Paxton paused. The CO smiled encouragingly at the empty air beside his left ear, so he went on.
“Well, as I said, it was dreadfully stormy when I changed course, sir, and although three of the other chaps saw what I was up to, unfortunately the fourth man didn’t. I remember a very large black cloud. We went one side of it and he went the other, and I’m afraid I never saw him again. Lieutenant Kellaway, sir… Anyway, the rest of us managed to stagger along to Dover, getting thoroughly soaked in the process, and I could see that a couple of our engines weren’t too jolly – you know, coughing and spluttering – so down we all went and landed at the ‘drome there. I mean that was the idea, sir. We all did our best but one chap’s engine simply conked out before he could reach the ‘drome and he went slap into a tree. Awfully bad luck. Chap called Wilkins.”
“Then there were three.” Milne took a pipe from his desk and began scratching his head with the stem.
“That was on Friday. Wilkins broke lots of legs and things, sir, and his BE2c was smashed-up altogether. Well, on Saturday our engines were okay and I led the chaps across the water, aiming for the depot at St. Omer via Boulogne. By then I think the wind must have changed or something, sir, because what I thought was Boulogne turned out to be Calais, only I didn’t know that at the time. So of course St. Omer wasn’t where we thought it would be, although we flew around for hours and hours looking for it.
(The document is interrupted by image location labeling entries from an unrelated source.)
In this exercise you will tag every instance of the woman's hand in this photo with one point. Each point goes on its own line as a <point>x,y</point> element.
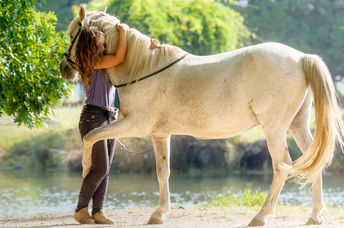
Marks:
<point>122,27</point>
<point>154,44</point>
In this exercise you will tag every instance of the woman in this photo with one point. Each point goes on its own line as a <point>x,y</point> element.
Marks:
<point>98,111</point>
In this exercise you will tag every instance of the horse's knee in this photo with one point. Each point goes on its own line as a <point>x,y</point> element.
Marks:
<point>163,173</point>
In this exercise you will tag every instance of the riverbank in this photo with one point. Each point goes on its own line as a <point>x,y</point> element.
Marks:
<point>188,217</point>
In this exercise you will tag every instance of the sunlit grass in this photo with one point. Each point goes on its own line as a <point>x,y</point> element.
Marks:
<point>248,198</point>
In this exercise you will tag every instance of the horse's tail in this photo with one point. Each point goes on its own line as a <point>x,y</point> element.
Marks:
<point>328,120</point>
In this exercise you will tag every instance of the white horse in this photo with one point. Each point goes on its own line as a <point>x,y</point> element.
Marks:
<point>220,96</point>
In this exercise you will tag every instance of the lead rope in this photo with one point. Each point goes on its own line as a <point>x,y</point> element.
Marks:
<point>123,147</point>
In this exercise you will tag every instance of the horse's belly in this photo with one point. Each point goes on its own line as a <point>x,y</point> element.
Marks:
<point>210,124</point>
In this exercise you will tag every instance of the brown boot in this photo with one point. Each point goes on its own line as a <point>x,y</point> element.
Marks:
<point>101,218</point>
<point>83,217</point>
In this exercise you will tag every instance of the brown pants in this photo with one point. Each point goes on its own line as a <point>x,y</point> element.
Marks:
<point>95,184</point>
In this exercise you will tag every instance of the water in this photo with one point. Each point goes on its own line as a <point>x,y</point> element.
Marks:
<point>24,193</point>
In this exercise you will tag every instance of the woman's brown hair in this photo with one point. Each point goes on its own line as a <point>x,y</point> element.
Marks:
<point>89,52</point>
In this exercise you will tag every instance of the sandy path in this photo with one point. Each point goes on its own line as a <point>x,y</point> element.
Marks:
<point>184,218</point>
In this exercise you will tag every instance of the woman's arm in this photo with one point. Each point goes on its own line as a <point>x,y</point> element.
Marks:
<point>109,61</point>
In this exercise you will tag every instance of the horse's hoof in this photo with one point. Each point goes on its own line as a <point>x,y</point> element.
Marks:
<point>155,220</point>
<point>257,222</point>
<point>313,221</point>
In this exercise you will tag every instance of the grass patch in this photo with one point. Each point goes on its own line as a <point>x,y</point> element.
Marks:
<point>248,198</point>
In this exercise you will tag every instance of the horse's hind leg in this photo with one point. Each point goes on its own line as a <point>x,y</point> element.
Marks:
<point>162,157</point>
<point>276,140</point>
<point>300,130</point>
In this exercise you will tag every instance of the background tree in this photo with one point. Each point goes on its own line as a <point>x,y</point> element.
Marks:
<point>313,26</point>
<point>30,51</point>
<point>198,26</point>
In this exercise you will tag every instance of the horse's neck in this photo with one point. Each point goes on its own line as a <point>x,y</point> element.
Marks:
<point>141,61</point>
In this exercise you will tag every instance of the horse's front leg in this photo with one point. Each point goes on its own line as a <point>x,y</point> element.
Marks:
<point>162,157</point>
<point>121,129</point>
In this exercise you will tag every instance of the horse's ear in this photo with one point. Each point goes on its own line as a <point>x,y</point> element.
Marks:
<point>82,13</point>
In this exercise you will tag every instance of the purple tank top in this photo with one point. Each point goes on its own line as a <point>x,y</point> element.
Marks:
<point>101,92</point>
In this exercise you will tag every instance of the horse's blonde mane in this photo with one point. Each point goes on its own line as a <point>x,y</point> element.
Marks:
<point>140,60</point>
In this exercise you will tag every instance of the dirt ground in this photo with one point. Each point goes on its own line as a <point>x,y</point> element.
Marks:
<point>184,218</point>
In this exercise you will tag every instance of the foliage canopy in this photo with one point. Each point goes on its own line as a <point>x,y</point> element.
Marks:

In the end we had to land any-old-where before we ran out of fuel. And that’s how we came to spend the night at a Royal Naval Air Service place called St. Rambert.”
Milne nodded, or perhaps he was now scratching his head against the stem.
“The naval types were jolly friendly, sir, and they asked us to a party. Frankly, I don’t think Ross-Kennedy was used to strong drink, sir. He was frightfully ill next morning. That was Sunday. I made him take a cold bath and drink lots of black coffee, which I must say didn’t seem to do him a lot of good, but by the afternoon I really couldn’t wait any longer. We all took off and I wanted to get to St. Omer so I could send a message here, sir, in case you were worrying. Then Ross-Kennedy started flying round and round in circles. I could see him being sick over the side of the cockpit. I made all sorts of signals to him to buck up, but I don’t think he saw me. In the end he went round and round and down and down until he tried to land his machine in a field and he overturned. Did a sort of cartwheel. Dexter and I flew on to St. Omer. We spent the rest of Sunday and all Monday morning driving around the country in a tender, but we never found the BE or Ross-Kennedy. Dexter thought it might have caught fire.”